Von seinem Palast im Verwaltungszentrum aus, der auch dem König bei Visiten als Wohnung zur Verfügung stand, überwachte der Satrap den Einzug von Steuern beziehungsweise Tribut, von denen ein Teil zur Nutzung im Lande verblieb, ein anderer in die Schatzhäuser des Zentrums weitergeleitet wurde; hier unterhielt er auch ein Archiv, in das Abschriften eigener Anweisungen und Originale königlicher Edikte und Anordnungen Eingang fanden. Einige der satrapalen Paläste, die oft nach dem Vorbild der großköniglichen Palastanlagen von Susa und Persepolis gestaltet waren, sind auch archäologisch nachgewiesen worden, nicht zuletzt derjenige in Babylon. Wie in den Kernlanden des Reiches, Persis und Elam, gab es auch in den Provinzen befestigte Schatz- und Lagerhäuser, in denen Münzen, Edelmetalle und Naturalabgaben bis zur Nutzung aufbewahrt wurden. In seiner Provinz kommandierte der Satrap, dessen Amt, wohl entgegen der ursprünglichen Absicht, in einer Familie Erbgut werden konnte, einerseits die dort zu Kriegs-, Kontroll- und öffentlichen Arbeitszwecken stationierten Truppen und Garnisonen; andererseits war er, wie bereits betont, durch die Aufsicht über Finanzen und Verwaltungsangelegenheiten auch für das Wohlergehen und die wirtschaftliche Leistungskraft des ihm anvertrauten Reichsteils und seiner Bewohner verantwortlich.

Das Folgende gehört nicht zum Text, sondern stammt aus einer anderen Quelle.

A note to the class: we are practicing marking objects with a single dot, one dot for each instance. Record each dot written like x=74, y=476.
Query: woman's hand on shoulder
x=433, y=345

Steinsarkophag von Kyros dem Großen in Pasargadai.

Autonomie und Kontrolle

Der Schein eines nach diesem Muster vereinheitlichten administrativen Institutionengefüges trügt allerdings, gab es doch sprechende Ausnahmen von der Regel: So waren etwa die Völkerschaften des Zagros mit ihren pastoralistisch-transhumanten Bevölkerungselementen nicht Bestandteil dieses Systems, waren sie doch schwer zu kontrollieren, zugleich aber militärisch – als Schleuderer und Bogenschützen – bedeutsam. Der Modus vivendi sah nun so aus, dass der Großkönig ihre Eliten regelmäßig mit Geschenken, die übrigen mit lebensnotwenigen Gerätschaften und Gütern versah und sich im Gegenzug freien Durchzug durchs Gebirge, militärische Unterstützung und den Verzicht der Bergstämme auf Überfälle und Räuberei einhandelte. Eine ähnliche Vereinbarung der Perserkönige kennen wir aus den arabischen und skythischen Territorien: Sicherten die einen daraufhin die Karawanenrouten, etwa ins persisch kontrollierte Gaza, brachten dem Herrscher „Geschenke“ (statt Tribut) in Form von Weihrauch und unterstützten ihn bei Waffengängen, so wurden die anderen, gegen nicht näher spezifizierte Privilegien und Geschenke, unverzichtbare militärische Parteigänger des Großkönigs.

In besonders wichtigen und traditionsreichen Reichsteilen, etwa in Ägypten und in Babylonien, bemühten sich die Achaimeniden und ihre Funktionäre, nicht zuletzt aus politischer Notwendigkeit, entsprechend den regionalen Traditions- beziehungsweise Legitimationsmustern zu handeln und zu repräsentieren – als Pharao beziehungsweise als legitimer babylonischer König. Unterhalb der Satrapienebene ließen die Perser ein großes Maß an lokaler Autonomie (allerdings unter strikter Aufsicht) zu: So waren etwa dem Satrapen der Transeuphratene zugleich die selbstverwaltete jüdische Tempelgemeinde im Distrikt Jehud, der Distrikt Samaria, die Ammonitis in Transjordanien unter einem eigenen Verwalter und, im 4. Jahrhundert, Idumäa in der Negevregion untertan.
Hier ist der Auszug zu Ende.